Para além da pouca segurança e qualidade nas condições para a aprendizagem, a maioria das crianças e jovens viu negado o acesso à educação quando as escolas fecharam devido à Covid-19.
"As escolas são lugares onde as crianças sentem alguma aparência de normalidade nas suas vidas, são um refúgio do caos e do trauma da guerra", destaca o relatório. "Quando não podem entrar nas salas de aula, as crianças têm de ficar em casa em comunidades que estão a sofrer os impactos do conflito, da insegurança alimentar e da pobreza".
O Iémen é um país muito jovem, como refere a UNICEF, com 40 por cento da população com menos de 14 anos de idade.
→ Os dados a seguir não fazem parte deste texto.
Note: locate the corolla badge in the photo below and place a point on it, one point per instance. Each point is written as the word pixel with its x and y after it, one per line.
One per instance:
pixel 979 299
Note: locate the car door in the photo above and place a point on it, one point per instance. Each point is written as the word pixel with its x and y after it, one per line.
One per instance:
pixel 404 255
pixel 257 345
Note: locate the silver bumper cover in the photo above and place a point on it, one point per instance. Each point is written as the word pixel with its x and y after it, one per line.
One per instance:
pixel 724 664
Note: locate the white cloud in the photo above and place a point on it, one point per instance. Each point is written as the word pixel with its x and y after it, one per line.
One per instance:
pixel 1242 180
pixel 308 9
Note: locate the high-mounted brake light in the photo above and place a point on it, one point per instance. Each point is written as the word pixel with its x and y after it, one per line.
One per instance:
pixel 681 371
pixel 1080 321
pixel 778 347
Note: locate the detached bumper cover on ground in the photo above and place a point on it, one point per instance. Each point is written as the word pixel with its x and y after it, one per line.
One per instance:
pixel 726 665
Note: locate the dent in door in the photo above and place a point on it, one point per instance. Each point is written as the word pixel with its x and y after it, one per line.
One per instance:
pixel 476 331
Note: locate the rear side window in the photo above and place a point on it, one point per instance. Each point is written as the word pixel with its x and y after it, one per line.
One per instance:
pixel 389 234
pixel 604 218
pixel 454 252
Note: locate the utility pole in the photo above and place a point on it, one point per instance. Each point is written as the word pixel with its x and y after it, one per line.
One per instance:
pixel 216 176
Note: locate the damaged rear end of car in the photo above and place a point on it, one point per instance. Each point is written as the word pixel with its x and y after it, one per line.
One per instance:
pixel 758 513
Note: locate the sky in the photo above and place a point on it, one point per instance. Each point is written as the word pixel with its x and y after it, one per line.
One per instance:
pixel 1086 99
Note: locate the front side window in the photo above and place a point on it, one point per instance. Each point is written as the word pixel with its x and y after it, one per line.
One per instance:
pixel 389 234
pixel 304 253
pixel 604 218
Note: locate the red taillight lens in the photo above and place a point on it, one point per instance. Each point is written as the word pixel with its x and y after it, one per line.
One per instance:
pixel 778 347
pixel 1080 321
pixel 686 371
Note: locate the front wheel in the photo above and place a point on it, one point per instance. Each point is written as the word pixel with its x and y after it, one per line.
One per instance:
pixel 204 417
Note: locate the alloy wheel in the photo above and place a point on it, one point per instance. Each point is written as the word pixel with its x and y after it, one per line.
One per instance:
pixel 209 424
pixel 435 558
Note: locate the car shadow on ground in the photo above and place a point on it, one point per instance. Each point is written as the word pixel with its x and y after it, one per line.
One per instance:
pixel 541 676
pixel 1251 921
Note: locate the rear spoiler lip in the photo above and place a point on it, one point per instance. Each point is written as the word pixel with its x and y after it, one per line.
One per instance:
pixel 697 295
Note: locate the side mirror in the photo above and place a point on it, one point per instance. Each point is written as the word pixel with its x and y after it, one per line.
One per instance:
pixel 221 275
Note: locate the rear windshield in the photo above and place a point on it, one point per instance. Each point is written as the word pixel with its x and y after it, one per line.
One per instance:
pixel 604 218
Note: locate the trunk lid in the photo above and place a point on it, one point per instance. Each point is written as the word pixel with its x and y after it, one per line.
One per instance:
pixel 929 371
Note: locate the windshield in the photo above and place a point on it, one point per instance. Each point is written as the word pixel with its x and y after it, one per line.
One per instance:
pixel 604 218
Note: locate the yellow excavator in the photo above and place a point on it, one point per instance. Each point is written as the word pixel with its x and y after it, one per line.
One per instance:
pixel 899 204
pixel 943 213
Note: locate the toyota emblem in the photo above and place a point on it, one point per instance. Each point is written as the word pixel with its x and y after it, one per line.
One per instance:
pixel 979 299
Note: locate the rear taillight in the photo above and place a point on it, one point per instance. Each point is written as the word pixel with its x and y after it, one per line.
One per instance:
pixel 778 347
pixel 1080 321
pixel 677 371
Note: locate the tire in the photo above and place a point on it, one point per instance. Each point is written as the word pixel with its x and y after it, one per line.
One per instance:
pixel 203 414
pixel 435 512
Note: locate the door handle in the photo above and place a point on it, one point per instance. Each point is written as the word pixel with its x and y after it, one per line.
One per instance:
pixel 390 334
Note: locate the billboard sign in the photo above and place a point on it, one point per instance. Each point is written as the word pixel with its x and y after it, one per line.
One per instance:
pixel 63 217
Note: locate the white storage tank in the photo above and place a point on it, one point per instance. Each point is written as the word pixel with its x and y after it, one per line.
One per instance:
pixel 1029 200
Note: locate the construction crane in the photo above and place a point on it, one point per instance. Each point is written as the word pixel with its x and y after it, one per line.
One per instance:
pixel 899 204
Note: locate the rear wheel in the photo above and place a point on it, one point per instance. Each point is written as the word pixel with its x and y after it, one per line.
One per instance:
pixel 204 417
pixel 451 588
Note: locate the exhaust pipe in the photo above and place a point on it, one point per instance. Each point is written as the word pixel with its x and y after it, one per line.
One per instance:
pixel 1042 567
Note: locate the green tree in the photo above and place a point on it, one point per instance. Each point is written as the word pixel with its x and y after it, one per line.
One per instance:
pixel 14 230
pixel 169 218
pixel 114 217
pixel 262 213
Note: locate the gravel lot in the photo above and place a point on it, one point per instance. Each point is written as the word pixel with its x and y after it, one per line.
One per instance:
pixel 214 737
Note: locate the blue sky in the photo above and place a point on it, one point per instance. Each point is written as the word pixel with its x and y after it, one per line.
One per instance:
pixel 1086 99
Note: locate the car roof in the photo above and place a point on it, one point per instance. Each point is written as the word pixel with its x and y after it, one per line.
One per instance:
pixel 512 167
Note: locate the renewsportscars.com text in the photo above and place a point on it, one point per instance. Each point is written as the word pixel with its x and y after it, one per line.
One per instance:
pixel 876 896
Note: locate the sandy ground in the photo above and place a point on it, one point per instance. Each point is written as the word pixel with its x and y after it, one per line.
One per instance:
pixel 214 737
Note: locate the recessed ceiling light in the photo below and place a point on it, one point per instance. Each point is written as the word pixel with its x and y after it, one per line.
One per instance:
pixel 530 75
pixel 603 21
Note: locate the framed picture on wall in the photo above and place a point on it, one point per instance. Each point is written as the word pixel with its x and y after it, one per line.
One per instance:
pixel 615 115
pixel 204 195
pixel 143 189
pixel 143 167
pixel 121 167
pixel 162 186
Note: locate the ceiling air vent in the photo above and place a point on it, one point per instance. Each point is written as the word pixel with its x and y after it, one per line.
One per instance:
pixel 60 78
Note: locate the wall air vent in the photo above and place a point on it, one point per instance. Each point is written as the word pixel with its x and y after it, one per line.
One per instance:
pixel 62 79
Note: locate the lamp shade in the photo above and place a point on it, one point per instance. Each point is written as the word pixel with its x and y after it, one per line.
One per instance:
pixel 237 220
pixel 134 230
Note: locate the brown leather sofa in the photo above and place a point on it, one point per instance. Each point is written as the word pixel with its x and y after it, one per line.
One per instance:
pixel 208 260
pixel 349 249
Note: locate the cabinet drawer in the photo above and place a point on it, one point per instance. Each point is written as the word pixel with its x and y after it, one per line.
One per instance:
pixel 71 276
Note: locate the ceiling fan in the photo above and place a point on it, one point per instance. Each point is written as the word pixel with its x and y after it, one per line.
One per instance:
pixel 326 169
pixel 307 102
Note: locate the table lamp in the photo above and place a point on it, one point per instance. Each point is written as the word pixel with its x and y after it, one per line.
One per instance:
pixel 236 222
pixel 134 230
Em 2007, a população iemenita foi estimada em 22,3 milhões e estima-se que chegue aos 47 milhões em 2040.
Mas, à medida que a população vai aumentando, "o sistema educacional vai precisar de acomodar um número cada vez maior de adolescentes e jovens".
A agência da ONU receia que se os "desafios ao sistema educacional não forem enfrentados de forma adequada hoje", ou a médio e a longo prazo, "existe uma possibilidade muito real de que o potencial de toda uma geração de crianças seja perdido".
Com este relatório, a UNICEF procura apelar a todas as partes no Iémen para apoiarem o direito das crianças à educação e trabalharem em conjunto para alcançar uma paz duradoura e inclusiva. Tal apelo inclui impedir ataques a escolas (ocorreram 231 desde março de 2015) e garantir que os professores recebem um salário regular para que as crianças possam continuar a aprender e a crescer.
"A educação é um investimento a longo prazo no futuro das crianças e no futuro do Iémen", reitera a UNICEF. "O apoio à educação deve ser previsível e sustentado".